|Ph.D Student||Hallak Assaf|
|Subject||Off-Policy Evaluation in a Reinforcement Learning Setting|
|Department||Department of Electrical Engineering||Supervisor||Professor Shie Mannor|
|Full Thesis text|
The framework of Reinforcement Learning (RL) considers sequential decision making by an agent in an unknown stochastic environment. In most basic setups, the agent employs some policy over time to maximize its cumulative reward. RL techniques can then be used to propose new, higher revenue policies based on observed data. Ideally, these new policies can be deployed and evaluated forming an evaluation and improvement cycle. Unfortunately, in many domains there is limited sampling capability preventing the system from applying sub-optimal policies over time. Subsequently, assessing the performance of a complex strategy without trying it, known as off-policy evaluation (OPE), is essential for providing strong evidence that a new policy is better than the one in use.

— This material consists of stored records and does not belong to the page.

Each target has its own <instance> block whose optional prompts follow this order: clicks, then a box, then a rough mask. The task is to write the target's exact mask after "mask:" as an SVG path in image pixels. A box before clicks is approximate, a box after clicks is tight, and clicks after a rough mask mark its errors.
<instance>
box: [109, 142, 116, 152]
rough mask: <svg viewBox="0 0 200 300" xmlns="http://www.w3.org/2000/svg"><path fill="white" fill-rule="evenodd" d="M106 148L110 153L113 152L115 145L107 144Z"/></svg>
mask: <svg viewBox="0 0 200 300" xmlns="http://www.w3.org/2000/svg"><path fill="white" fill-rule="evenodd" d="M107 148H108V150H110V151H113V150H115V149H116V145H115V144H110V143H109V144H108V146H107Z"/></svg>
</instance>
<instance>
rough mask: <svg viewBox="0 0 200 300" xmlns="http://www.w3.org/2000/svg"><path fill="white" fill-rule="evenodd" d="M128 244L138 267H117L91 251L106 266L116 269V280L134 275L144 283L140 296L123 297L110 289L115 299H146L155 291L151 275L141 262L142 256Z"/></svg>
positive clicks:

In this work we explore and analyze novel ways to perform OPE in an RL setting. We begin with a model-based approach especially suited to large scale problems called factored Markov decision problems (FMDPs). The main hardness in learning FMDPs is inferring their structure efficiently. Our method G-SCOPE greedily learns the structure in a way which scales with the amount of available data and we provide finite sample guarantees for the OPE error. Then, we extend an existing on-line model free approach called ETD to allow for a bias-variance trade-off and analyze its convergence; our extended ETD algorithm bridges the gap between two previous corner-stone algorithms. Finally, we point to an existent fault in state-of-the-art on-line OPE algorithms caused by a discrepancy between the behavior and target stationary distribution. We propose a simple and efficient way to amend it using a new algorithm called COP-TD. We analyze its properties and show it converges under reasonable conditions.